Couple of things, when you inherit from an interface it forces you to implement all the methods defined in the interface. For another, this is also a good way to bring in multiple inheritance which is not supported for regular classes.
http://msdn.microsoft.com/en-us/library/ms173156.aspx
Simple answer based on first principles:
A program is a universe with its own metaphysics (the reality/substance/stuff of the code) and epistemology (what you can know/believe/reason about the code). A good programming language tries to maximize the metaphysical flexibility (lets you make the stuff easily) while ensuring epistemic rigor (makes sure your universe is internally consistent).
So, think of implementation inheritance as a metaphysical building block (the stuff that makes up your little universe of code) and interface inheritance as an epistemic constraint (it allows you to believe something about your code).

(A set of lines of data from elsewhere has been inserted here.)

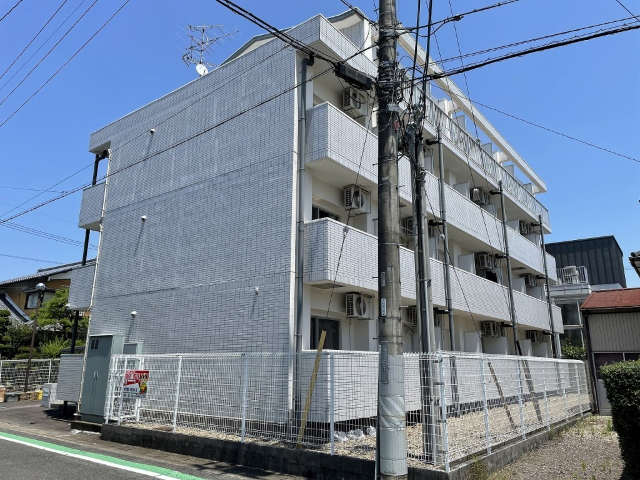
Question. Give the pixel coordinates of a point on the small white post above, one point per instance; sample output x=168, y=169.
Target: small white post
x=443, y=406
x=121, y=394
x=578, y=387
x=546, y=401
x=138, y=400
x=520, y=394
x=487, y=432
x=177, y=395
x=245, y=384
x=564, y=394
x=331, y=401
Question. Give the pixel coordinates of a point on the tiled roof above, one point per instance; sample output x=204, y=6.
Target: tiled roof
x=16, y=312
x=44, y=272
x=621, y=299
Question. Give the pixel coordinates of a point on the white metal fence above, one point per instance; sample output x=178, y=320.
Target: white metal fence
x=477, y=402
x=13, y=373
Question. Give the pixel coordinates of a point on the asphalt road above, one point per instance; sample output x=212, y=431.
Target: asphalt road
x=20, y=462
x=30, y=423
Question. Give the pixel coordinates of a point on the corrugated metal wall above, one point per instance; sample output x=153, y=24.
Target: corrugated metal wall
x=602, y=256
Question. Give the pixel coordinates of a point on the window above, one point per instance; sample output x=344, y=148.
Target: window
x=332, y=327
x=317, y=212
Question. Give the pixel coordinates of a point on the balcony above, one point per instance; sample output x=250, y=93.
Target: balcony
x=358, y=267
x=457, y=139
x=81, y=287
x=573, y=283
x=91, y=207
x=333, y=135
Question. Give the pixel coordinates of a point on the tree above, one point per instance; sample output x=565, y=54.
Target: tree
x=55, y=320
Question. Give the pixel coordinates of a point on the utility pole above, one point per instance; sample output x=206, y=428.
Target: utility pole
x=392, y=415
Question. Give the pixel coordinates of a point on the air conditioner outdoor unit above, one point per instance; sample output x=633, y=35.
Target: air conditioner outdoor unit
x=530, y=280
x=479, y=196
x=484, y=261
x=357, y=199
x=359, y=305
x=491, y=329
x=407, y=227
x=354, y=102
x=536, y=336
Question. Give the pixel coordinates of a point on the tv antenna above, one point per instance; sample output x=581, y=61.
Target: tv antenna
x=203, y=38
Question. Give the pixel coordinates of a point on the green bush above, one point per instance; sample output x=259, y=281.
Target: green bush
x=622, y=382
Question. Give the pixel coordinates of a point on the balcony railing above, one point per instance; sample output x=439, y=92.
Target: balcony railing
x=358, y=266
x=572, y=276
x=472, y=149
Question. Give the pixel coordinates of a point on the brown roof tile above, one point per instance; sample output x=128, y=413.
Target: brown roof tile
x=612, y=299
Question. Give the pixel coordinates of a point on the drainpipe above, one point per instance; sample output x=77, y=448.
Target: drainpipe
x=554, y=339
x=302, y=149
x=512, y=305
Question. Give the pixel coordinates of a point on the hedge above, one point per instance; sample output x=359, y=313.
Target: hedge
x=622, y=382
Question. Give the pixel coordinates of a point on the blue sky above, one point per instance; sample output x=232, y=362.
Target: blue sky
x=589, y=90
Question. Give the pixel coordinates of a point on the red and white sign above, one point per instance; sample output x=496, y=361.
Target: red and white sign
x=135, y=384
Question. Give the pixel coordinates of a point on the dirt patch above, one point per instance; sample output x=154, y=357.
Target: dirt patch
x=589, y=450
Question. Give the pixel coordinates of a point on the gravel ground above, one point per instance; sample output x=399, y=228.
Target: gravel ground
x=589, y=450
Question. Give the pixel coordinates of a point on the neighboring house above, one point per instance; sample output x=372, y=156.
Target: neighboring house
x=584, y=266
x=19, y=295
x=198, y=215
x=612, y=326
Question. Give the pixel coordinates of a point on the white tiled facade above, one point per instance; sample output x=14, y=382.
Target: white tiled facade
x=198, y=213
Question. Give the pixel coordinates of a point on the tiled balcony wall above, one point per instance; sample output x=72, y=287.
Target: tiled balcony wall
x=358, y=267
x=91, y=207
x=334, y=135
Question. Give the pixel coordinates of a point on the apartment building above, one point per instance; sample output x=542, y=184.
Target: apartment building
x=197, y=217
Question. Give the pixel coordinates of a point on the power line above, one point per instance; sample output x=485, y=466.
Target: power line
x=33, y=39
x=29, y=189
x=42, y=45
x=559, y=133
x=522, y=53
x=65, y=63
x=27, y=258
x=46, y=235
x=523, y=42
x=49, y=52
x=630, y=12
x=10, y=10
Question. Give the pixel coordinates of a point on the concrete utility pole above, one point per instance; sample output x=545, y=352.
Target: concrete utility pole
x=392, y=416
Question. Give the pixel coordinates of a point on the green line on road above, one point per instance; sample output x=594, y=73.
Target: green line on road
x=105, y=458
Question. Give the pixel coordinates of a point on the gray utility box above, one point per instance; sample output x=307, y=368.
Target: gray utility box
x=96, y=374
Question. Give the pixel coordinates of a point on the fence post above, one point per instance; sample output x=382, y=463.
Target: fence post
x=578, y=387
x=546, y=401
x=331, y=401
x=443, y=406
x=487, y=433
x=520, y=400
x=564, y=395
x=245, y=385
x=175, y=407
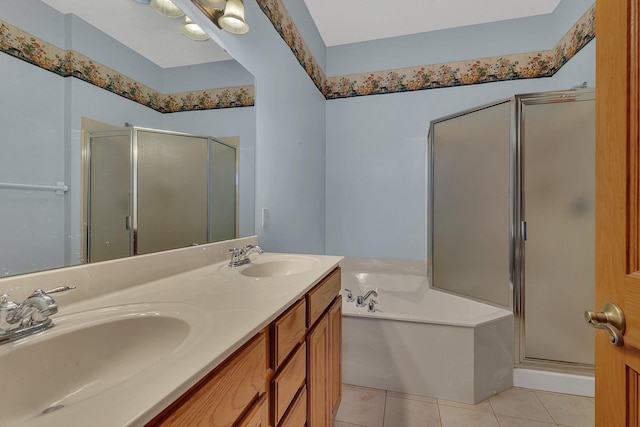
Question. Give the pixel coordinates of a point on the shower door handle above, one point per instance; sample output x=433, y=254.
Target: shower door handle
x=610, y=318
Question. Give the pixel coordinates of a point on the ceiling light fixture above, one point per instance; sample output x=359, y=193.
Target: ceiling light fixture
x=167, y=8
x=233, y=18
x=225, y=14
x=193, y=31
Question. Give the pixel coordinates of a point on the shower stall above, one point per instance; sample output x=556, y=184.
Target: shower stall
x=511, y=218
x=149, y=190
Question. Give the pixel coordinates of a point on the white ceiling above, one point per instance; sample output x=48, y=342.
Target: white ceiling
x=142, y=29
x=351, y=21
x=339, y=22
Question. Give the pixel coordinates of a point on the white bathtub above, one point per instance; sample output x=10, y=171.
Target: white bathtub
x=422, y=341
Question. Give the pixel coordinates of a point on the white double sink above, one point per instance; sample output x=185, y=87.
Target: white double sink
x=91, y=356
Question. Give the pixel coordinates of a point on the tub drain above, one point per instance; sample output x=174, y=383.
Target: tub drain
x=52, y=408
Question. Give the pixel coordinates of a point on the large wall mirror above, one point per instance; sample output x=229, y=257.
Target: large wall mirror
x=67, y=65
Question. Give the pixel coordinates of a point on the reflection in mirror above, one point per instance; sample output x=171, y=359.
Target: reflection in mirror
x=133, y=209
x=65, y=63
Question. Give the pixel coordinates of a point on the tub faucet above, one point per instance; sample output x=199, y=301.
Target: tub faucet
x=29, y=317
x=361, y=299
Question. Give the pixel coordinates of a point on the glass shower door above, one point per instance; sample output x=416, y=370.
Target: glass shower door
x=223, y=200
x=109, y=197
x=558, y=206
x=172, y=180
x=470, y=214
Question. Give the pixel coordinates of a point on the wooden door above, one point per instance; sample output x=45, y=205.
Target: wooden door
x=618, y=208
x=318, y=370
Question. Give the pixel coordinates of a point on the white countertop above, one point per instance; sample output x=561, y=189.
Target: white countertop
x=224, y=310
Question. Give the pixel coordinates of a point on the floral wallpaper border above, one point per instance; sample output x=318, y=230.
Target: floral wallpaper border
x=69, y=63
x=483, y=70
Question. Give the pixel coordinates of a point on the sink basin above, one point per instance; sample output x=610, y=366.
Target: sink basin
x=86, y=354
x=278, y=266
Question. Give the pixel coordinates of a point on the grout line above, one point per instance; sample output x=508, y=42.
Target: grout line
x=384, y=407
x=545, y=408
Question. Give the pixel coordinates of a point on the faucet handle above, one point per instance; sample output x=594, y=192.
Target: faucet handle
x=349, y=295
x=60, y=289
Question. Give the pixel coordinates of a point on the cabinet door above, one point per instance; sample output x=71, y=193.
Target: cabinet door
x=317, y=374
x=335, y=349
x=258, y=416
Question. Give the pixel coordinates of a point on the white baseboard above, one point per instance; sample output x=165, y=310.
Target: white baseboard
x=581, y=385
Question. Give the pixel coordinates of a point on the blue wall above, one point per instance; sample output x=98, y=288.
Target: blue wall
x=290, y=133
x=376, y=145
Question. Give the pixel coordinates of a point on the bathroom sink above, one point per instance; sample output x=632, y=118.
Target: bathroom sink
x=86, y=354
x=277, y=265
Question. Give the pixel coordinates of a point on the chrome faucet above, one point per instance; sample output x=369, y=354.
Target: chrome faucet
x=241, y=256
x=360, y=302
x=29, y=317
x=349, y=295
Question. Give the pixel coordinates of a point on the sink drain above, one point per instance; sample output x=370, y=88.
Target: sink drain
x=52, y=408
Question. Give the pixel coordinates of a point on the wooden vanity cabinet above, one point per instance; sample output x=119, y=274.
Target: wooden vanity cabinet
x=258, y=415
x=288, y=375
x=324, y=351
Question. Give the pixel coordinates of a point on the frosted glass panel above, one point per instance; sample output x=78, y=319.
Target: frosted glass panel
x=558, y=145
x=223, y=192
x=172, y=191
x=109, y=185
x=471, y=223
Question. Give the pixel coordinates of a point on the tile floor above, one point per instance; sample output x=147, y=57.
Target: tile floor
x=517, y=407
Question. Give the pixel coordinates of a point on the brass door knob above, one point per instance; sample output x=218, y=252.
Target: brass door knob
x=610, y=318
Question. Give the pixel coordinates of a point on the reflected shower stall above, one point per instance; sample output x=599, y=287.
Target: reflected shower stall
x=149, y=190
x=511, y=218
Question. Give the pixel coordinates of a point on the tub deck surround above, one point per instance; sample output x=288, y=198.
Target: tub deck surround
x=227, y=309
x=422, y=341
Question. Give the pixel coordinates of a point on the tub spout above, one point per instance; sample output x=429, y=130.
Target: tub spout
x=360, y=302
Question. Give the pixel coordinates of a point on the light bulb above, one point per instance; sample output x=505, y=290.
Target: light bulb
x=193, y=31
x=166, y=8
x=233, y=18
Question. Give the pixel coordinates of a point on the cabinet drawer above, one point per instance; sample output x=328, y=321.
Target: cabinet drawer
x=319, y=298
x=287, y=331
x=297, y=415
x=258, y=415
x=288, y=381
x=223, y=395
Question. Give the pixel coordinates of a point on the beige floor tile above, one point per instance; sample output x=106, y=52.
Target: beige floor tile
x=411, y=397
x=521, y=422
x=574, y=411
x=451, y=416
x=362, y=406
x=483, y=406
x=520, y=403
x=410, y=413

You use interfaces when you only want to ensure that you can believe something. Most of the time that's all you need.
You mentioned having difficulty finding a practical use for interfaces.. I've found that they come into their own when building extensible applications, for example a plugin-based app where a third-party plugin must conform to specific rules.. These rules can be defined by an interface.
You could make it so that when the plugin is loaded, it must have an Init method that takes a class that implements IServices interface.
public interface IServices
{
DataManager Data { get; set; }
LogManager Log { get; set; }
SomeOtherManager SomeOther { get; set; }
}
public class MrPlugin
{
public void Init(IServices services)
{
// Do stuff with services
}
}
So.. If you have a class that implements the IServices interface, and then you instantiate it once, you can pass it to all the plugins upon initialisation and they can use whatever services you have defined in the interface.